A la semana siguiente, durante otra visita al puerto y después de haberte estimulado, te acostaste con la mirada perdida al techo. Sin pensar en la agonía que habías creado alrededor de los meses. Recordaste el nombre del lugar que te recomendó, te levantaste, sacaste tus cosméticos de la maleta y empezaste a maquillar tu rostro. Saliste y tomaste un taxi en dirección al bar, y desde entonces lo visitas todos los sábados y despiertas los domingos en una casa nueva, con una mujer nueva. Hay un vacío que no logras saciar.

Aún después de eso, hay muchas noches en las que no puedes dejar de pensar en ella, en las que no logras satisfacerte.

Ahora mismo no puedes más. Ves sus senos, ves su cadera, acaricias su cintura. Y luego terminas.

Regresas a la intimidad de tu habitación.
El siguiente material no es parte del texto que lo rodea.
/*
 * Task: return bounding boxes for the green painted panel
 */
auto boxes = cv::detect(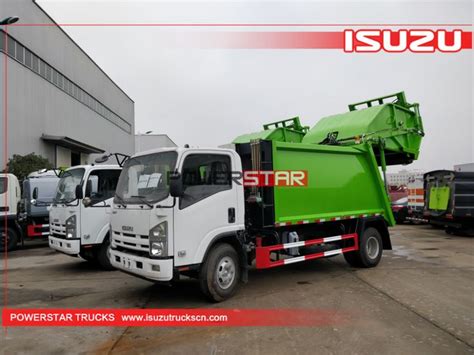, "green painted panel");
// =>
[273,142,393,225]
Sales a la terraza a la mañana siguiente, con la disposición de acabar con aquel tormento. La miras en la habitación 6. Está cansada, pero no deja de irradiar esa jovialidad que te conquistó.
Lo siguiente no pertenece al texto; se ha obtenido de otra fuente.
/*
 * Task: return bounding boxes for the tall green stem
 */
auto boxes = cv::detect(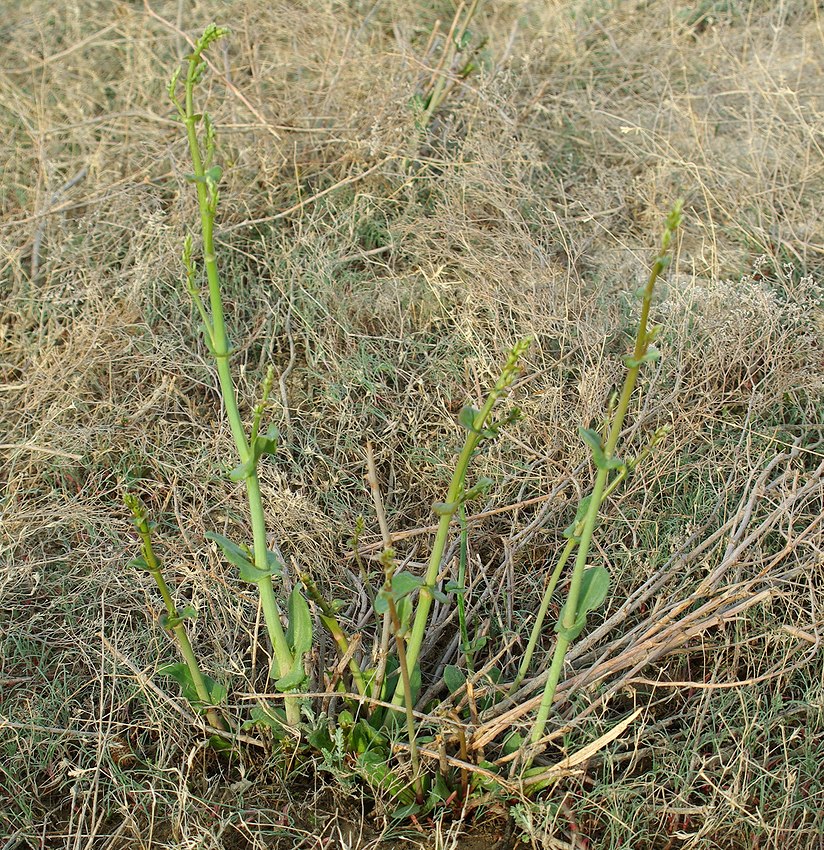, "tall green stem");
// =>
[123,493,226,729]
[393,338,531,705]
[178,29,300,724]
[531,202,681,744]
La esperas. Cuando sube las escaleras directo a tu piso, le sonríes.

—Buenos días —te dice ella, con una espléndida sonrisa plasmada en el rostro.

Encuentras valor en su propia imagen, y la invitas al bar en la noche. Ella sonríe; es natural que se sienta extrañada, piensas. Tú eres una ejecutiva de edad mayor, con dinero por montones, y ella una típica mujer de la costa, jacarandosa, vivaracha. La miras a través de la sonrisa.

—Mi ’ja de mi corazón, ¿qué cree? —te dice sonriente. Pese a las muchas veces que te ha visto y ha platicado fugaces temas contigo, aún te habla respetuosa.

Te entusiasmas. Su mirada te inspira alegría y confianza. No atiendes a tu celular que suena, ni haces caso a los demás huéspedes que saludan mientras se dirigen al lobby.

Le preguntas qué ocurre y ella te responde en su peculiar tono jovial.

—Me ofrecieron un trabajo mejor, y me voy a ir del hotel.

Ella sonríe. Tu corazón se quiebra. Parece haberlo entendido mejor que tu cabeza. Tú te debates entre decirle a la camarista lo que sientes o callarte para siempre.

Decides callar.

Sólo ves su voluminosa figura darse la vuelta e irse contenta por compartirte su logro.

A la mañana siguiente despiertas en los brazos de otra mujer y empiezas a hundir los dedos en tu vagina imaginando a aquella camarista rubia.